The Local Context in Northern Mindanao Higa-onon Indigenous Peoples
Presented below is a drilling-down analysis of this specifically at Lanao del Norte; outlining the primary drivers (land use and economic hardship) for this project, the drivers which manifest and impact across the inter-connected social, political, economic, and environmental criteria.

Deforestation
  • The situation in Northern Mindanao mirrors perfectly the massive challenges, especially in terms of climate change, that the World currently faces from the continuing destruction of our planet
  • Deforestation is rampant around the world and is particularly “guilty” of destroying the natural home of indigenous peoples and forests. The removal of trees and denudation of the Northern Mindanao lands and forests makes a huge negative contribution to climate change. It also destroys the last home of the local tribes and wildlife
  • Large companies have played a major role here, capitalizing on these local lands, whilst ignoring the climate and human consequences. At indigenous lands like Northern Mindanao this includes mining, logging, massive plantations, non-native/non-climate “right” planting and crops, real estate housing, and business tourism
  • It is tragic that these tribal communities are targets of business capitalism and greed; with agendas driven and focused on profit NOT people. The impact on the land – abuse, neglect, deforestation; and the people - indigenous families displaced, forced away to became refugees from their own lands – is, and ever should have been acceptable.

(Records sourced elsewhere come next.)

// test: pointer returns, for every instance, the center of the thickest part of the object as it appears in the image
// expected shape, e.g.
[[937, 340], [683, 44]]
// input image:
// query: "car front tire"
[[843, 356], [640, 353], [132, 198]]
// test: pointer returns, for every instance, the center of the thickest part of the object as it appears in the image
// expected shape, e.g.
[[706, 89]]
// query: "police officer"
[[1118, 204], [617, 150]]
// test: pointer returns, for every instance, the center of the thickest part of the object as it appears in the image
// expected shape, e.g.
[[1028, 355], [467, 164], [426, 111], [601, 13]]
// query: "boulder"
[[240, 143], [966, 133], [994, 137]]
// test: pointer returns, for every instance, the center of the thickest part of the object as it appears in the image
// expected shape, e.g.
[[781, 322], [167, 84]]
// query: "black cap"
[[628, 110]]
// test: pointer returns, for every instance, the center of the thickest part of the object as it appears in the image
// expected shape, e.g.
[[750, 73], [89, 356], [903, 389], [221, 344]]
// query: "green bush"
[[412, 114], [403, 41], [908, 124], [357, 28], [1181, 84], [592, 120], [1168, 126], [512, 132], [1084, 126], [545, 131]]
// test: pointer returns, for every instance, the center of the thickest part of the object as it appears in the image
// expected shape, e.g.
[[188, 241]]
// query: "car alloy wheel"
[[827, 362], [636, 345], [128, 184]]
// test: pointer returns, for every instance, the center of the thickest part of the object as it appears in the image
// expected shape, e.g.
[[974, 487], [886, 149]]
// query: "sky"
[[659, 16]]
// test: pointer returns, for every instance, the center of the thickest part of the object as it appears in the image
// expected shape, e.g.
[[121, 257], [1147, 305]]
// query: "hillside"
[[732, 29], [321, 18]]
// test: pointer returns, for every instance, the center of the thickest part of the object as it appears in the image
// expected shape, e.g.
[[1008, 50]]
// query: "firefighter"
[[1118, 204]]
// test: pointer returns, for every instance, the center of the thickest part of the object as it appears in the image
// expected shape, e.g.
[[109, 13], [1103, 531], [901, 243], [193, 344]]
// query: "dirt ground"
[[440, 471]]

  This Project focuses on addressing this destruction and deforestation; empowering tribal members and communities to own their (and the Planets’) lives, lands, futures survival!

Tribal Economic Imbalance
  • It is recognized by many who do care that the Higa-onon and Talaandig tribes is one of the World’s most impoverished. The tribal members have always depended on their economic and social survival through their rainforest and the “products” it can supply them. Rampant deforestation and activities like mining have tragically removed the vital sources of foods and income provided by their rainforest for the Higa-onon tribe.
  • The tribal economy is very fragile and uncertain. Tribal members anxiously depend only on crops they can still plant, such as root crops, and small numbers of native banana and corn.
  • These crops cannot cater all the needs of their family members as the price of commodities are rapidly increasing. The tribe remains very poor, living below the poverty line and surviving on income below $1 per day.
  • Tribal communities face increasing injustices, disrespect, economic imbalance that are destroying their lands, and their way of life. As forest people they are treated, and made to feel, as inferior – lacking anything other than the most basic social services and economic support.